Both solutions have positive sides and negative sides:
Solution from the Left:
+ supports self-confidence of the person by not forcing them into a lower-payed job
+ increase pressure on the job market to provide better jobs with better pay
- allows people not to work for a limited period of time (2 years in many EU countries)
- causes a certain level of free-riding (not measured) of people that may not work for 2 years then work again, and then take 2 years off again, etc.

Solution from the Right:
+ supports the "work always" mentality never allowing anyone to "fall out" of the job market
+ supports lower salaries that allow to create a basis of cheap services
- underemployment: people that have a lot of knowledge that is not used in their lower-payed job
- affects a person's self-confidence with the possible consequence of that person not trying to find a better (higher-payed) job with the fear of being out of both the low-payed and the high-payed job. This is especially problematic for families that already have one of their income earners unemployed.

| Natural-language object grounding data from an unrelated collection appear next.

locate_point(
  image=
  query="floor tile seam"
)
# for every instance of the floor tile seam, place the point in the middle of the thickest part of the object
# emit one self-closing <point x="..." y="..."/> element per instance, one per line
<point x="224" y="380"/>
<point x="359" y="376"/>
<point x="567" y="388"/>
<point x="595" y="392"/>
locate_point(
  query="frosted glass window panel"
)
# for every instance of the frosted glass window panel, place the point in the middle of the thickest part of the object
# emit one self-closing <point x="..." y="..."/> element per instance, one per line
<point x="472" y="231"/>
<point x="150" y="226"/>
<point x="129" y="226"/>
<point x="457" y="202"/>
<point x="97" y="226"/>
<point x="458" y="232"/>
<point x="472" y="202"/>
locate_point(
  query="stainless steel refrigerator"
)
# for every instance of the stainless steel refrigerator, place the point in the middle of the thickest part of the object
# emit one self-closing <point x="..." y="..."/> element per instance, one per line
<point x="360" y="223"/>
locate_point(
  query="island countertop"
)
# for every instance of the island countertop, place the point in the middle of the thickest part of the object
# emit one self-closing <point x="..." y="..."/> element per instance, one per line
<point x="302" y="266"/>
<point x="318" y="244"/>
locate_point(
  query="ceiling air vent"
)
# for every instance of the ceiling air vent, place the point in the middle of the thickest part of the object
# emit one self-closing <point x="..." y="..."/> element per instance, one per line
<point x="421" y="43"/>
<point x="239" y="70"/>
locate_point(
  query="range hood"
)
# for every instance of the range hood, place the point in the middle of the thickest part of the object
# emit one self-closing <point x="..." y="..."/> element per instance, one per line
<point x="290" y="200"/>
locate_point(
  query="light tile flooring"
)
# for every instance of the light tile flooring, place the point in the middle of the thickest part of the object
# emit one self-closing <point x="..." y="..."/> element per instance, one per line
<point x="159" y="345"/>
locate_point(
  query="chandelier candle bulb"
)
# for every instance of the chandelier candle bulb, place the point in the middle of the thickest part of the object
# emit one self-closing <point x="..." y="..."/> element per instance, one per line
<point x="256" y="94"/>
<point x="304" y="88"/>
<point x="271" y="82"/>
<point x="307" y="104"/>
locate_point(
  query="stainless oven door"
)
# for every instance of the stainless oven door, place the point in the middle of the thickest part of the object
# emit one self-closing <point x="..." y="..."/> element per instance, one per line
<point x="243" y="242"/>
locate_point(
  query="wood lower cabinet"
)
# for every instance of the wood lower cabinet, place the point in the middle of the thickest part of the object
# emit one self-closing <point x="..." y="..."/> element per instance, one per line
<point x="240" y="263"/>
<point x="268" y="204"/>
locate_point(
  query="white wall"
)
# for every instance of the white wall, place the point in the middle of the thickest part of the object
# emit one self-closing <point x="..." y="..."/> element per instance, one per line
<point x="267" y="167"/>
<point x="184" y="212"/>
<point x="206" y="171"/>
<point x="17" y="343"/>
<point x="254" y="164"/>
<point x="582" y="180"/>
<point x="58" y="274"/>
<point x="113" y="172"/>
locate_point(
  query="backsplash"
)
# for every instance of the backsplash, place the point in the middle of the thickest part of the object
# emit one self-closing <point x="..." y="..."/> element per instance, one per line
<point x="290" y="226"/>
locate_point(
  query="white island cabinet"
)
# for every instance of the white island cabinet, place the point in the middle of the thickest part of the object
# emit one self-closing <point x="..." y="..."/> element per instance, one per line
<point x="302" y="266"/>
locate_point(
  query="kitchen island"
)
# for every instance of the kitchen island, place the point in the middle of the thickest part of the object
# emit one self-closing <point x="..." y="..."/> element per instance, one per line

Which solution should one advocate?

I guess that depends on your background. If you have been taught that people have to be "pushed" to the right solution and that if they get money for nothing they will become lazy, in this case you would probably choose the solution from the Right.

If you believe that people should be protected from being degraded in their job-career (unless they want to - there is that option anyway), and that the pressure should be on the entrepreneurs to provide good enough jobs, in this case you would probably choose the solution from the Left.

I myself find the solution from the left more Humanistic, even if I do recognize it's deficiencies and agree that a Humanistic-biased balance should be found.

What do you think? Why would you choose either one of these solutions or even another one?